American politician (1804–1865)

Thomas Jefferson Withers (1804 - November 7, 1865) was an American politician from South Carolina who served in the Confederate States Congress during the American Civil War.

== Biography ==
Withers was born in York County, South Carolina. In his youth he was a protege of U.S. Senator William Smith and studied at South Carolina College. He was elected as a state court judge in 1846, to fill the vacancy left by the election of Andrew Butler to the US Senate. He represented the state in the Provisional Confederate Congress in 1861 and signed the Confederate States Constitution although it was reported that when taking the oath to the new constitution, he refused to kiss the Bible.

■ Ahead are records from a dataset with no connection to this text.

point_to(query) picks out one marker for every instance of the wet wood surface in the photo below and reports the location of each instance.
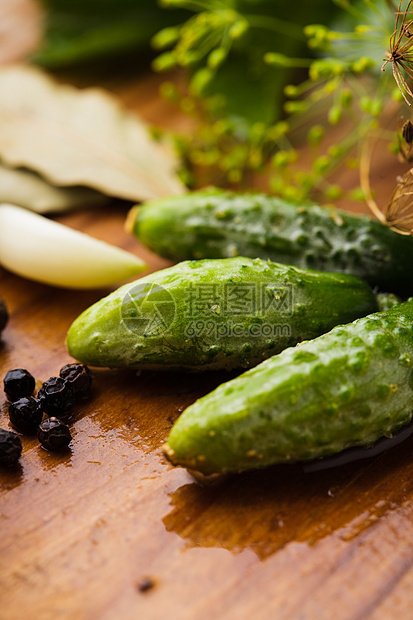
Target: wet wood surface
(111, 530)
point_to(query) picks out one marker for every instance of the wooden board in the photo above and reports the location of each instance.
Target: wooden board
(80, 532)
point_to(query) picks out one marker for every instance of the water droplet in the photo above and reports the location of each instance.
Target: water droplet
(383, 391)
(364, 411)
(304, 356)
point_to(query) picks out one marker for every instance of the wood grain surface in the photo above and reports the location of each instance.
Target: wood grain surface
(84, 534)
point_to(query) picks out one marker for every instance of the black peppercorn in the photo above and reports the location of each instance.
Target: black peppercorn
(10, 447)
(18, 383)
(26, 414)
(56, 396)
(79, 377)
(53, 434)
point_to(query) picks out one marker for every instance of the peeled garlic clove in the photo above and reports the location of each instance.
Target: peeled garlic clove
(40, 249)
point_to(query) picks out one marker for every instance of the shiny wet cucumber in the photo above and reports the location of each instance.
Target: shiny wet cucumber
(215, 314)
(214, 223)
(346, 388)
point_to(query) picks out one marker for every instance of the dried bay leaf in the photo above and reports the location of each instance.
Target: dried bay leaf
(29, 190)
(80, 137)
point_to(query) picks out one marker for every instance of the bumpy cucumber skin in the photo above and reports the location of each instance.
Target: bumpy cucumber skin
(346, 388)
(214, 224)
(4, 315)
(101, 335)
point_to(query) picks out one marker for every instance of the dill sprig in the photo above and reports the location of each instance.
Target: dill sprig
(344, 93)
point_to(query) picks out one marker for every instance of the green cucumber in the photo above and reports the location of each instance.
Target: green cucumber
(215, 314)
(215, 223)
(346, 388)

Withers is also notable for the sexually explicit letters he wrote in 1826 to a college friend, future South Carolina governor James Henry Hammond, with whom Withers had a homosexual relationship. The letters, which are housed among the Hammond Papers at the South Carolina Library, were first published by researcher Martin Duberman in 1981, and are notable for being rare evidence of same-sex relationships in the antebellum United States.

Withers married a Miss Boykin (sister-in-law of Stephen Decatur Miller, governor of South Carolina), with whom he had several children. Withers died at Camden in Kershaw County, South Carolina, and was interred at the Quaker Cemetery in the same city.